O que é o homem se não é sinal do seu
criador? Afirma Orígenes que o pintor desta imagem é o Filho de Deus e que ele
imprimiu uma carta divina em nossa constituição que nem o pecado pode rasgar. “Sua
imagem pode se tornar feia pela negligência, mas mão apagada pela malícia. Pois
a imagem de Deus permanece sempre em ti, mesmo quando tu mesmo sobreponhas à
imagem do homem terreno. Esta imagem do homem terreno, que Deus não esboçou em
ti, tu mesmo te vais pintando através das variadas escalas de tipos de malícia,
como uma combinação de diversas cores” (Orígenes
Sermões sobre o Genesis 13,4 ). Somente quando tiveres apagado em ti todas estas
cores procedentes das fraudes da malícia, então resplandecerá em ti a imagem
criada por Deus. “tens, pois, a carta de Deus em ti, e a carta do Espírito
Santo. Mas se pecas, tu mesmo assinas o documento do pecado” (Orígenes Sermões sobre o Genesis 13,4).

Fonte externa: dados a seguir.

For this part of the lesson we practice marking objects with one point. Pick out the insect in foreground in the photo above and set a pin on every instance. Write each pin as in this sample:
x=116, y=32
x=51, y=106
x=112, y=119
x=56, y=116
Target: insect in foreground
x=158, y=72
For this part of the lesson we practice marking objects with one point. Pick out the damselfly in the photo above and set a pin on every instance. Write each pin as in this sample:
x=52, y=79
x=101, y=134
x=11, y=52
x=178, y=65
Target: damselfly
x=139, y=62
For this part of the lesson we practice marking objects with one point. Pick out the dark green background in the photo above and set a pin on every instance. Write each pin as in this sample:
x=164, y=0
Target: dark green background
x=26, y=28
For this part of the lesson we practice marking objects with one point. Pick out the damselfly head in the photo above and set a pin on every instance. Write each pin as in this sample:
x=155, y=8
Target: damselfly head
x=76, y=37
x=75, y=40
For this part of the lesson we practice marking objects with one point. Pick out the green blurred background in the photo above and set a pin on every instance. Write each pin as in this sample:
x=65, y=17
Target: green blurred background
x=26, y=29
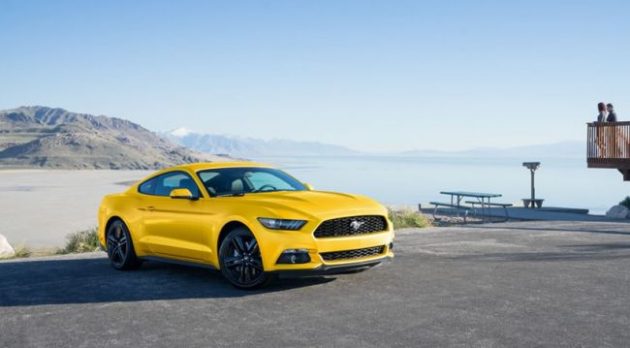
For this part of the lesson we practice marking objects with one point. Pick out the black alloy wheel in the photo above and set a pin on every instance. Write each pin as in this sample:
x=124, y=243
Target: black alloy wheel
x=120, y=247
x=240, y=260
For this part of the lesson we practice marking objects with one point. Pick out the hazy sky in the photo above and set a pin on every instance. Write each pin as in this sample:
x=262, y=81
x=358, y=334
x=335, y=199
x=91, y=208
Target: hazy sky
x=372, y=75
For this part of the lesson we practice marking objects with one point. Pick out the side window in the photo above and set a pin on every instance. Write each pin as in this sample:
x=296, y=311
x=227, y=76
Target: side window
x=164, y=184
x=148, y=187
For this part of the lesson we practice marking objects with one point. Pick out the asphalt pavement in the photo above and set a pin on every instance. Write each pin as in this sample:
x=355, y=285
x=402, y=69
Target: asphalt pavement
x=552, y=283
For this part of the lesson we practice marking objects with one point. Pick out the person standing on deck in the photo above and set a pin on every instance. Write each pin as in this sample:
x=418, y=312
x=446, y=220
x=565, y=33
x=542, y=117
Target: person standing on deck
x=601, y=132
x=612, y=115
x=603, y=114
x=612, y=135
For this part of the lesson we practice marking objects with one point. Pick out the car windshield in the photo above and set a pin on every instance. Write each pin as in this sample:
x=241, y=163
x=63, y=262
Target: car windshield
x=239, y=181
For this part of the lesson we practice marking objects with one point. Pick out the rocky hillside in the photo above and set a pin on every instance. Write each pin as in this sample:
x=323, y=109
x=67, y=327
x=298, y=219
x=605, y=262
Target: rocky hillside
x=37, y=136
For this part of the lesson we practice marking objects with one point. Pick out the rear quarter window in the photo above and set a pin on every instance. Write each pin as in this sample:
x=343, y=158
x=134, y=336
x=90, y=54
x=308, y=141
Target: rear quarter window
x=148, y=187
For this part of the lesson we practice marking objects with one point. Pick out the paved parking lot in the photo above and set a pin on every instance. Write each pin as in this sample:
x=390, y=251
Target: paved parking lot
x=516, y=284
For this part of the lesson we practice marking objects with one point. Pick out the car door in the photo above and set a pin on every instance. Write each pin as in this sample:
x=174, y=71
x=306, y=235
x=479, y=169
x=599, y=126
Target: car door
x=173, y=226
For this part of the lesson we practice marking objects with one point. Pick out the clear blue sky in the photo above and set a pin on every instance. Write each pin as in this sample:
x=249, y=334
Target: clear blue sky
x=372, y=75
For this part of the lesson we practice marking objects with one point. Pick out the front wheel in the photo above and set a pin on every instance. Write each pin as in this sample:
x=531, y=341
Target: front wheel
x=120, y=247
x=240, y=260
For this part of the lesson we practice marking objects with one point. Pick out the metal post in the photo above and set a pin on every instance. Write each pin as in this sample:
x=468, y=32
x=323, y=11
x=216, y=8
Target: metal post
x=533, y=188
x=532, y=166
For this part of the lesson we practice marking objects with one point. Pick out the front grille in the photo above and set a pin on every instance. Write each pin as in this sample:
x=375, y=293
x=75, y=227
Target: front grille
x=350, y=226
x=353, y=254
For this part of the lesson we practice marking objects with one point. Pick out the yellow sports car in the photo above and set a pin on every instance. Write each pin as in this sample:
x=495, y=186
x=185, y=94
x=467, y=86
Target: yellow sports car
x=248, y=220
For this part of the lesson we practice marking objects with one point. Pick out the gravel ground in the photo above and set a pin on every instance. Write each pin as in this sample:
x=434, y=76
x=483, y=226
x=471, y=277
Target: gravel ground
x=526, y=284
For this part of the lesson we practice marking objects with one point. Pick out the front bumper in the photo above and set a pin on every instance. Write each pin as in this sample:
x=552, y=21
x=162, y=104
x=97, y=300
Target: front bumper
x=274, y=243
x=325, y=270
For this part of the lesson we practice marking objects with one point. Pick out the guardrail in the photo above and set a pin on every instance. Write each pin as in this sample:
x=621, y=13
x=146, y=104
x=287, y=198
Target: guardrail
x=608, y=144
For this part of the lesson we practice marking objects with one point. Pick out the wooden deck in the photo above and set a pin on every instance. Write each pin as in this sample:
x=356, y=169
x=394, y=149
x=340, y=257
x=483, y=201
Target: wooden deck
x=608, y=146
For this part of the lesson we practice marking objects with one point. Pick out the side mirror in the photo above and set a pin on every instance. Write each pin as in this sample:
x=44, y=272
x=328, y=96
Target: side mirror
x=182, y=194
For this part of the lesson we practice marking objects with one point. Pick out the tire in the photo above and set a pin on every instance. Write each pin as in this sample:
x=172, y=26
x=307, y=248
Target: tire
x=240, y=260
x=120, y=251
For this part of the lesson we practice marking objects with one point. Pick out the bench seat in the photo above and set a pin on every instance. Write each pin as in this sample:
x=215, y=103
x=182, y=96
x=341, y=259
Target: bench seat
x=449, y=205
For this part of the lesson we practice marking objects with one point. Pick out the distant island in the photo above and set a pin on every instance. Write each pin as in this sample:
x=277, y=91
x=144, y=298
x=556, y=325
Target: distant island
x=44, y=137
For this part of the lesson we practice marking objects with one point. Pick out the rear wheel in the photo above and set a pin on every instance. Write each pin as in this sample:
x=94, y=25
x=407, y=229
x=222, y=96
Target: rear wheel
x=240, y=260
x=120, y=247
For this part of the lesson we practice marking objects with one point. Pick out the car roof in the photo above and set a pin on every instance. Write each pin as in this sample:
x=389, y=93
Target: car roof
x=222, y=164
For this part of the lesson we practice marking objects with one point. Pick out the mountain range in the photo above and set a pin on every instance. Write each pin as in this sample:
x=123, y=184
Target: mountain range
x=44, y=137
x=38, y=136
x=251, y=147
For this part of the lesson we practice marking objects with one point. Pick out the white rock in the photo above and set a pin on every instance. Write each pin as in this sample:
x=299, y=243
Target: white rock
x=618, y=212
x=5, y=248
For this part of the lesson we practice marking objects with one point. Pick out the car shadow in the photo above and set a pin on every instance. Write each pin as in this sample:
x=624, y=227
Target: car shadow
x=92, y=280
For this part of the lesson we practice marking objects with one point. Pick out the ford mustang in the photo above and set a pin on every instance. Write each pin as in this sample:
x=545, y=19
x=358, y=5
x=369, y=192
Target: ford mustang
x=248, y=220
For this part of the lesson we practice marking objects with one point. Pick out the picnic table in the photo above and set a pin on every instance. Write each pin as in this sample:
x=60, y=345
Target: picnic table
x=482, y=198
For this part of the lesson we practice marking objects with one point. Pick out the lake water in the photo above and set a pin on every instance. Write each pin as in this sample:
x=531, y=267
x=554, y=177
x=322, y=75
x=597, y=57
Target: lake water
x=397, y=180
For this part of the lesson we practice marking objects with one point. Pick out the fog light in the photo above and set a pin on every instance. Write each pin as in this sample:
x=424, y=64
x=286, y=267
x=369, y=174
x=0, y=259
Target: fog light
x=294, y=256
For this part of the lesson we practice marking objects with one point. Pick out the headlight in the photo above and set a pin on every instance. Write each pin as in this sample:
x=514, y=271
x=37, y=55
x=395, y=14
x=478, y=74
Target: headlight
x=282, y=224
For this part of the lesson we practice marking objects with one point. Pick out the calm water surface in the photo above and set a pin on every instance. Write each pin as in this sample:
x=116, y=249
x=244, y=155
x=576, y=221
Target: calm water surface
x=398, y=180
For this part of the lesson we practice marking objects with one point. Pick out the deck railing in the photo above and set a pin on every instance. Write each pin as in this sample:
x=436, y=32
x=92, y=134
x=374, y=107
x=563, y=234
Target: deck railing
x=608, y=143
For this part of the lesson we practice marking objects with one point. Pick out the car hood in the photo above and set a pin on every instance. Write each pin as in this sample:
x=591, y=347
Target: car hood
x=317, y=204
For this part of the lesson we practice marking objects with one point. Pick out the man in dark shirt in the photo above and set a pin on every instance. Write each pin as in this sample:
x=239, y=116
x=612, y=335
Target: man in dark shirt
x=612, y=116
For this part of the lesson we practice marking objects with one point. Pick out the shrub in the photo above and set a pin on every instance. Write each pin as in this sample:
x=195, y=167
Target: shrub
x=22, y=251
x=81, y=242
x=405, y=218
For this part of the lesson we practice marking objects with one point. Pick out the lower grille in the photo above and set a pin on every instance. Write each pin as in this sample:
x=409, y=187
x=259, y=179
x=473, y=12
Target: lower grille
x=353, y=254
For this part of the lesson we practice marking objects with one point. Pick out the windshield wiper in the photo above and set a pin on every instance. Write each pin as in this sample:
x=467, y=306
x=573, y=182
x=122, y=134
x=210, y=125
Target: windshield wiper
x=240, y=194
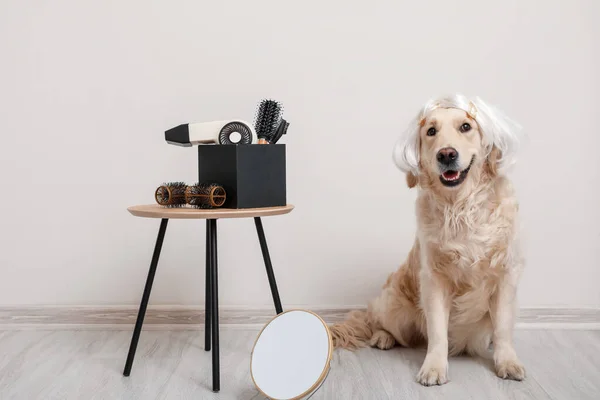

Fujamos, pois do pecado e não corramos
para sentença de morte que a fraude conduz. Busquemos com atos divinos de amor
a Imagem de Deus em nós. Uma dica salutar para isso é a confissão. Gostaria de insistir num aspecto da
sinceridade que é capital. Trata-se daquela sinceridade total que devemos ter
no sacramento da confissão. Lá vamos para dizer as podridões, os pecados; para
mostrar as feridas, as chagas, as coisas feias. Nenhum padre espera que
cheguemos ao confessionário para dizer as nossas virtudes, as coisas boas que
fizemos ou como somos pessoas notáveis. Não! Para isso não é o sacramento da
confissão. Vamos confessar-nos para dizer os pecados, ser perdoados e ficar
reconciliados com Deus e com sua Igreja. Quem tem vergonha de confessar seus
pecados morre sem experimentar a alegria de sentir-se Imago Dei. Quem tem vergonha
do pedado no empobrece seu ser. Melhor ainda se começarmos a falar daquelas
coisas que nos parecem mais difíceis de dizer, as que nos causam maior
vergonha. Deus nos livre de esconder por vergonha algum pecado, neste caso a
nossa confissão seria inválida e nenhum pecado seria perdoado.